Another NFL season brings with it another attempt to kick off a national spring football league in the months that follow. But a spring football league slated to launch next year will debut with significant media firepower behind it.
The XFL, the nascent football league controlled by professional-wrestling impresario Vince McMahon, will debut in February of next year with a good chunk of games that are slated to air on two of TV’s most watched networks, Fox and ABC. In all, 25 games will air on national broadcast, the XFL said Tuesday, with others slated to air on ESPN and ESPN2, which, like ABC, are controlled by Walt Disney Co. The eight-team league will play a ten-week season.
Fox has already committed an on-air team consisting of Curt Menefee, a veteran of the booth. and Joel Klatt, its lead college football analyst. ABC’s team will be named at a later date.

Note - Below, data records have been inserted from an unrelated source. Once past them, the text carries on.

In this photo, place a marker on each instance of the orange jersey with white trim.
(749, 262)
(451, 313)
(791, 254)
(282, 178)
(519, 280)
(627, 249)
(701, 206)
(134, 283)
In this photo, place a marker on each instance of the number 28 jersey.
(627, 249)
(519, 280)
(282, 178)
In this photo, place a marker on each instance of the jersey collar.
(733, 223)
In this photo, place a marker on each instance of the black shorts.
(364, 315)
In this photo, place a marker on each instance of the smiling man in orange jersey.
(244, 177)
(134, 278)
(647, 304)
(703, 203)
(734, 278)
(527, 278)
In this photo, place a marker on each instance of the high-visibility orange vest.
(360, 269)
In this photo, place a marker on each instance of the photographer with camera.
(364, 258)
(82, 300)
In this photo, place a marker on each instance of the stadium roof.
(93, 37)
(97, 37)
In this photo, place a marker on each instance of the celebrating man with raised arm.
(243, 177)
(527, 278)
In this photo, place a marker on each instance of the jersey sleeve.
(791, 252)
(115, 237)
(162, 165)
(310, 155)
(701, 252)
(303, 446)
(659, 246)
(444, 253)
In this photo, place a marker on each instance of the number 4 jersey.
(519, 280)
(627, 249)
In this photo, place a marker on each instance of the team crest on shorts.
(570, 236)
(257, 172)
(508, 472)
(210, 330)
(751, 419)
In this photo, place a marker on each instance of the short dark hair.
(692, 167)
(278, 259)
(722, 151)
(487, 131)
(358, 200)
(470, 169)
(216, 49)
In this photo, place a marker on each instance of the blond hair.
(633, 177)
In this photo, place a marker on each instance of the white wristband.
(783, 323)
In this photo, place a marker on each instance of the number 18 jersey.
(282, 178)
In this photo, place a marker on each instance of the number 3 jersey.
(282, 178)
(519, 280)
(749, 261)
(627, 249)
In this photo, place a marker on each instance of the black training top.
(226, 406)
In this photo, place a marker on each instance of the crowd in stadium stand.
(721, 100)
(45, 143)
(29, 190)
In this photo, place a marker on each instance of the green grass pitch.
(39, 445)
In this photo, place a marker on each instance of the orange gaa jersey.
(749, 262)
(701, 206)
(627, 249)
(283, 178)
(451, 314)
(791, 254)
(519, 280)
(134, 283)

The XFL hopes to gain ground where predecessors have not. Earlier this year, the Alliance of American Football, led by entrepreneur Charlie Ebersol, launched a season during a Saturday broadcast on CBS, only to find keeping operations going were too much to bear. The league folded before its season could be completed.
For years, dreamers and big thinkers have tried to emulate the success of the NFL with a rival spring football league. Longtime pigskin fans will no doubt recall the USFL, the United Football League, and even a previous incarnation of the XFL – a joint venture of NBC and WWE. But many of these efforts floundered.
Successful spring football might lend the networks an economic cushion. Both Disney and Fox – the rights holders to “Monday Night Football” and “Thursday Night Football,” respectively, have deep ties to the NFL. Yet current rights to broadcast NFL games start to lapse in 2021, when ESPN’s contract comes up for renewal. NFL broadcasts bring Walt Disney, CBS, NBC and Fox their biggest audiences of the season.
Football games represent “one of the few appointment viewing opportunities left for the networks,” Oliver Luck, CEO of the XFL, told Variety in February. “The demand has been healthy and that gives me confidence that there will be an audience – not just for us, but for theirs.”